Guillaume Matheron

Data scientist, PhD in computer science

amdgpu freezes on Thinkpad T14s AMD Gen 4

Lenovo laptop

I recently installed Debian 12 (bookworm) on my thinkpad T14s, and have been getting random crashes that threw me back to the login screen. Here’s what I learned about this issue.

My configuration

  • Hardware : Thinkpad T14s AMD Gen4
  • CPU : AMD Ryzen 7 PRO 7840U w/ Radeon 780M Graphics
  • OS : debian 12 (bookworm)
  • Drivers : open-source mesa drivers, and non-free firmware installed

The issue

It would only present when undocked, and using the built-in laptop display. Most often when scrolling fast on text in firefox.

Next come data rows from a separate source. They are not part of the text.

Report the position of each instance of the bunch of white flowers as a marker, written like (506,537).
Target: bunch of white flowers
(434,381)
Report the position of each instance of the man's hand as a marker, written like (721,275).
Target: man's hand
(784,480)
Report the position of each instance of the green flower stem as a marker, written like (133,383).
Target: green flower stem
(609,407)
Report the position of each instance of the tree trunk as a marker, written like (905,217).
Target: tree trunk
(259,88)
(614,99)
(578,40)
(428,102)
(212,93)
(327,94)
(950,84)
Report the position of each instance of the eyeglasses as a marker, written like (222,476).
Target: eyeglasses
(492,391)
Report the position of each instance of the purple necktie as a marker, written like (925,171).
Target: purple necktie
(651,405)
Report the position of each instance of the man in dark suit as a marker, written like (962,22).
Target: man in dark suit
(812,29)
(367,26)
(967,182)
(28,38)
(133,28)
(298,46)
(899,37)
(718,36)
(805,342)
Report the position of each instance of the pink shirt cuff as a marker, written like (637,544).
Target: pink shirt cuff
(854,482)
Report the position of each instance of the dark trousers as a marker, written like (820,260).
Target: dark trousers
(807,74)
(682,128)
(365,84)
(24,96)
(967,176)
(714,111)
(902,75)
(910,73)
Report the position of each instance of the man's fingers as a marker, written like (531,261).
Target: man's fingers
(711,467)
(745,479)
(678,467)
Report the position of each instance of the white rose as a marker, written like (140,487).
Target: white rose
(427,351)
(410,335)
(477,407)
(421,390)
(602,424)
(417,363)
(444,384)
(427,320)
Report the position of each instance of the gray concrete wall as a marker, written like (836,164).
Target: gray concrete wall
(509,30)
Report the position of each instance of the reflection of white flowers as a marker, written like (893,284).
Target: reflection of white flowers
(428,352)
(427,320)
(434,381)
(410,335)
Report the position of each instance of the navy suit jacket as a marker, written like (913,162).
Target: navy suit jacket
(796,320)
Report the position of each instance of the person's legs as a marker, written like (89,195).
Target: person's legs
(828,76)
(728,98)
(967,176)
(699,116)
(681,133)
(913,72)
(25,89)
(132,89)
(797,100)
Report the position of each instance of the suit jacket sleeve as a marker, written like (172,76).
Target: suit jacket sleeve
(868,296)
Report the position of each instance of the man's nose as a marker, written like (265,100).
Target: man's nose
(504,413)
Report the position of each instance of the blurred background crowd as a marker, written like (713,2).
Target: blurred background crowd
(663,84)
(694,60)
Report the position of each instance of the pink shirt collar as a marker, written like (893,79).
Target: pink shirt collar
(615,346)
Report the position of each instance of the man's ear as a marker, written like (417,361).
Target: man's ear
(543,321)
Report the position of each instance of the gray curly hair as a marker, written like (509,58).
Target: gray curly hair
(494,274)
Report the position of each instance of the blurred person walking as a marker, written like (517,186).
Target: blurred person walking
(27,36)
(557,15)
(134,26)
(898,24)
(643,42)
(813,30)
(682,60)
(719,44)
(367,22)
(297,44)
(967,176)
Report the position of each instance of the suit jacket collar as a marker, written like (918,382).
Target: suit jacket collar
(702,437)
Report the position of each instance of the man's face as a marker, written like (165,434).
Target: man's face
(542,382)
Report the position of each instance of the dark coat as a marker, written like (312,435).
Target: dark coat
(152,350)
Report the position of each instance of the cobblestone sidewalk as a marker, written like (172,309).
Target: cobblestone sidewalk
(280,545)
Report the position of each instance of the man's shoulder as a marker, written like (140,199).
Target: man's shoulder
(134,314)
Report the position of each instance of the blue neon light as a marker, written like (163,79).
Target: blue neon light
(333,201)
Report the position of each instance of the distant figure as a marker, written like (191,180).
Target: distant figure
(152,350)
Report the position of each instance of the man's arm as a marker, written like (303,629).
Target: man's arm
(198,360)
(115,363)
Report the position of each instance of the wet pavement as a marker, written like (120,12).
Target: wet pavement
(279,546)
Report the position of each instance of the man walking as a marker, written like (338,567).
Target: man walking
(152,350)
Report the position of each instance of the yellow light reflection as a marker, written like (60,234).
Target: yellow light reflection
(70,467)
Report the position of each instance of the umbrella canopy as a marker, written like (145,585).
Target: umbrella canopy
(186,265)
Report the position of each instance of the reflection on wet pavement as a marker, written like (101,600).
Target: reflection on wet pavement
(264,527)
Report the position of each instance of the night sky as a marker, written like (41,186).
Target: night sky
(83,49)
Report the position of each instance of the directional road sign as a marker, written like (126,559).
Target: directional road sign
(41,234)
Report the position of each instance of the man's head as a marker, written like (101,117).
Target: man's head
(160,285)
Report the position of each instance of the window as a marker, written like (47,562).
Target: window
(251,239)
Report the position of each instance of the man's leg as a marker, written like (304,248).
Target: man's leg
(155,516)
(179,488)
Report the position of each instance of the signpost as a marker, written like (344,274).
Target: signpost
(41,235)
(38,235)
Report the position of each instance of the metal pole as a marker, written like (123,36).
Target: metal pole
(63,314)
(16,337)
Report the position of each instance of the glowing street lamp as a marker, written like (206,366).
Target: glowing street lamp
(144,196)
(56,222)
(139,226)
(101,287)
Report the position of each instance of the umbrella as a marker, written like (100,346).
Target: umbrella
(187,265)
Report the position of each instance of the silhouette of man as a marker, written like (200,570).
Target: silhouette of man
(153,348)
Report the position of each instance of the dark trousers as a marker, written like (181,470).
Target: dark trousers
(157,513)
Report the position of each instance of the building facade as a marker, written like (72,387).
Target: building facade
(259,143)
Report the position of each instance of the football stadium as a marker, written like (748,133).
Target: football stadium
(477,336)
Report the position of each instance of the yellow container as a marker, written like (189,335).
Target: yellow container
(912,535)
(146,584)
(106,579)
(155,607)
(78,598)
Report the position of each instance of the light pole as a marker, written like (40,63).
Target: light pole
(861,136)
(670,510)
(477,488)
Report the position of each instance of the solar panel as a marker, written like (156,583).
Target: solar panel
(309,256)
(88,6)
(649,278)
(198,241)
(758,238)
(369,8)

I was sometimes able to replicate the bug with furmark but not reliably. However glmark2 triggererd the crash very reliably after a couple of seconds.

Journalctl contained:

Apr 24 17:19:51 guillaumehw kernel: [drm:amdgpu_job_timedout [amdgpu]] *ERROR* ring gfx_0.0.0 timeout, si>
Apr 24 17:19:51 guillaumehw kernel: [drm:amdgpu_job_timedout [amdgpu]] *ERROR* Process information: proce>
Apr 24 17:19:51 guillaumehw kernel: amdgpu 0000:c3:00.0: amdgpu: GPU reset begin!
Apr 24 17:19:51 guillaumehw kernel: [drm:mes_v11_0_submit_pkt_and_poll_completion.constprop.0 [amdgpu]] *>
Apr 24 17:19:51 guillaumehw kernel: [drm:amdgpu_mes_unmap_legacy_queue [amdgpu]] *ERROR* failed to unmap >

What I tried (and didn’t work)

  • Disabling hardware acceleration in firefox
  • Upgrading mesa drivers, upgrading firefox using a backport
  • Upgrading the kernel up to 6.6.13+bpo-amd64


The more I looked at people with these kind of errors, the more I suspected some kind of undervoltage or other hardware issue. Although I never overclocked my machine, maybe the issue never occurred when docked because the power level was more stable when the computer was plugged in ?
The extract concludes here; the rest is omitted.